On the other side of the Danube river is Buda, and not much is really there. Its nice to walk along the river on that side and see parliament etc. The main attractions on this side are the palace and the castle and a cathedral. But in all honesty its better seeing all of them from the Pest side of the river. The walk up the top though is quite nice and gives a good view over Pest. Further down the river is the Gellért Hill and the Citadel. Up top is a pretty damn awesome monument, the ‘Liberation Monument’, a giant woman holding an olive branch between her hands. Whilst up there I also took a tour of the original WW2 bunker, still all completely intact. The same afternoon I did that I walked all the way back along the bank of the Danube and went to Margaret Island. Id quickly walked around it a few days beforehand with some other people, but the place is huge so we didn’t see much. This time I saw more of it, and even stumbled upon a sort of zoo. There was a few cages with crazy huge eagles in them which were cool, and a massive duck pond that had some the craziest ducks id ever seen, rainbow coloured and everything. To get back across the river to Pest there are multiple bridges, the most famous one being the Chain Bridge. What just look like huge pieces of steel are actually chain links. A really interesting old bridge, that was nearly completely destroyed in WW2 except for the pylons. I was extremely tempted one night to climb up the chain links to the pylons and take photos, as someone I spoke to said they had done it the night before. There is no barricades or anything, you just jump on to the chain links that go up and start walking. I wasn’t too keen on staying up till 3am when it got quiet though so that never eventuated unfortunately.

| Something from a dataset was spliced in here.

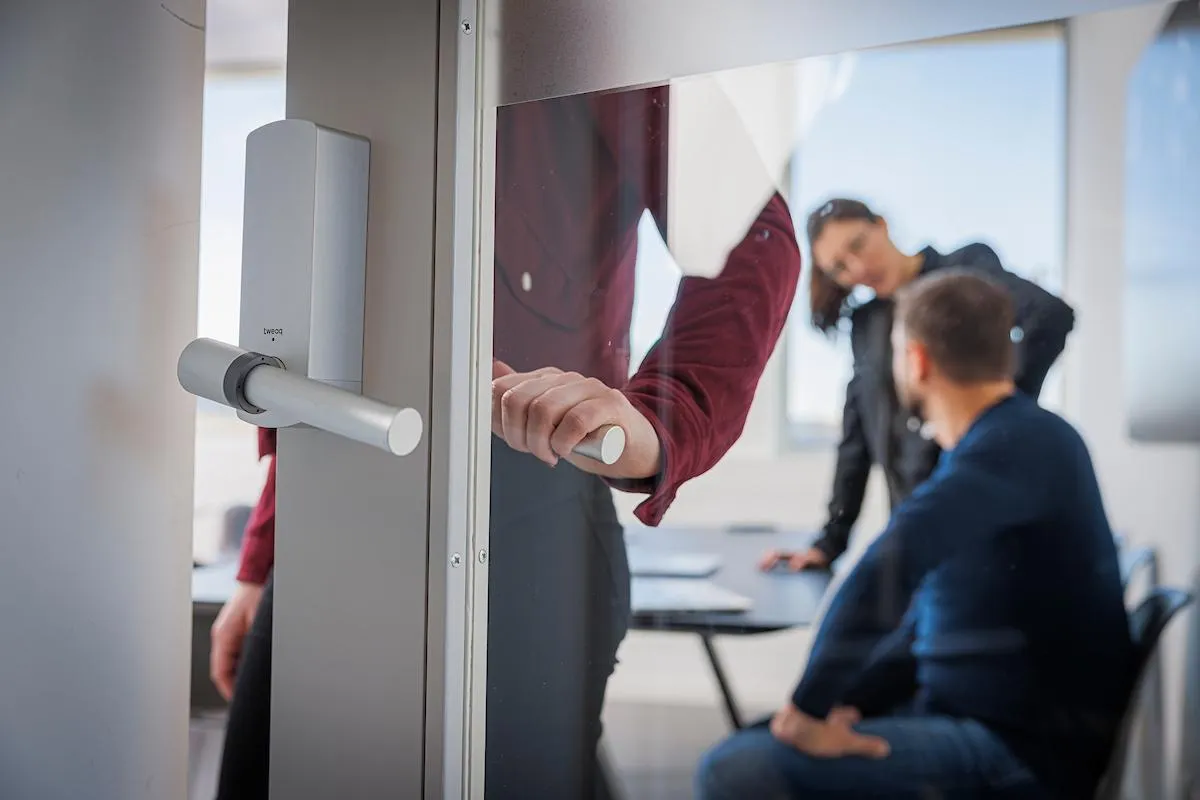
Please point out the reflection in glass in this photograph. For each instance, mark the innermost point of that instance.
(647, 257)
(575, 179)
(916, 132)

Whilst walking around the city one day I came across a camera shop, a film camera shop more specifically. For some reason when I think about collections of old film cameras, an Eastern Euro ex-communist country seems fitting. In the window out the front was an Olympus Trip 35 camera, and it was only the equivalent of $15. I know pretty much nothing about film cameras, but what I do know is that the Trip 35 is one of the easiest film cameras to use, and the results aren’t half bad. So why not, its only $15. Walked out with that and a couple of rolls of black and white film. So now I can totally be cool and go backwards in technology and take arty photos.

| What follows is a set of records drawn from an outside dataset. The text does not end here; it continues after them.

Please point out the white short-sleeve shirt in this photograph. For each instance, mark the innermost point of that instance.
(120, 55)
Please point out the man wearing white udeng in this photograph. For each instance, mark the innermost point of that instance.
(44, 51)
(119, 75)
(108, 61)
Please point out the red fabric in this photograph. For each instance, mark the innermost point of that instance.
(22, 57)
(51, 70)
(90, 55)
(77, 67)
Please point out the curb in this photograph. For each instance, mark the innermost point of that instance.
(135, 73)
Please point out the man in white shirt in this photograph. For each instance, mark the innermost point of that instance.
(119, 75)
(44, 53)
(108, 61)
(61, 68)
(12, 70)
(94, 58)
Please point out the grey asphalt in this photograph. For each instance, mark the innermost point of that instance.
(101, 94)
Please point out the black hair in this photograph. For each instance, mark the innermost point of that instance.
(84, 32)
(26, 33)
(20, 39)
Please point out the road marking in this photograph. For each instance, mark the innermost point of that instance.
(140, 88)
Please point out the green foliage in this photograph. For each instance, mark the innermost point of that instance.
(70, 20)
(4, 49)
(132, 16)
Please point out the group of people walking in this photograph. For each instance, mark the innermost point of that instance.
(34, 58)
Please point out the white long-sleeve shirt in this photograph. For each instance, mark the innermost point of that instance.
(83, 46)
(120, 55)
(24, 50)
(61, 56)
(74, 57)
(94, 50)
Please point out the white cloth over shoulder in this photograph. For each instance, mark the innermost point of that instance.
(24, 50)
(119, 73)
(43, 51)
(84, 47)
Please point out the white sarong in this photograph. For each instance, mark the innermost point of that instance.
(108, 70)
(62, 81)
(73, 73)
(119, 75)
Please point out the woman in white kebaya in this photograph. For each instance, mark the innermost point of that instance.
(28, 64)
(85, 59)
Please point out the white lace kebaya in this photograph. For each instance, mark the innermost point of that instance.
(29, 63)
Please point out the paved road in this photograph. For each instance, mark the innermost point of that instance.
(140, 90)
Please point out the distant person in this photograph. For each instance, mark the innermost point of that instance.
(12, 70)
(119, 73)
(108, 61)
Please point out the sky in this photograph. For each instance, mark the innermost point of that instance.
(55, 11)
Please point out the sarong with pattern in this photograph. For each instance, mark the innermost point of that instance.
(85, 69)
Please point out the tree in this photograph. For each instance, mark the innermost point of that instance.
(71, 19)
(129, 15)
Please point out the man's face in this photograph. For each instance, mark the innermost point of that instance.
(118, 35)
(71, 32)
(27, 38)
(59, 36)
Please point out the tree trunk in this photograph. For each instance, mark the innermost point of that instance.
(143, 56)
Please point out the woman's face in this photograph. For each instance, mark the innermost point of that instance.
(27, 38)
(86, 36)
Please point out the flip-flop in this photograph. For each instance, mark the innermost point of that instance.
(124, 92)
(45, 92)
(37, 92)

Overall the city is really really cool. Theres stuff to do for everyone. Theres laid back bars for a quiet drink, theres hectic massive clubs. There is cheap fast places to eat and there is also swanky restaurants. A zillion really well kept parks with seats to relax and read in. Baths to go swimming in and other hydrotherapy type stuff. A world class opera for the fancy people, and cheap side shows for the backpackers. A tonne of WW2 history stuff everywhere you look. I probably didn’t need to stay for seven days, because if you whizzed around and had a checklist you could probably see everything the city has to offer in four or less days. But its a great place, its cheap, so why not.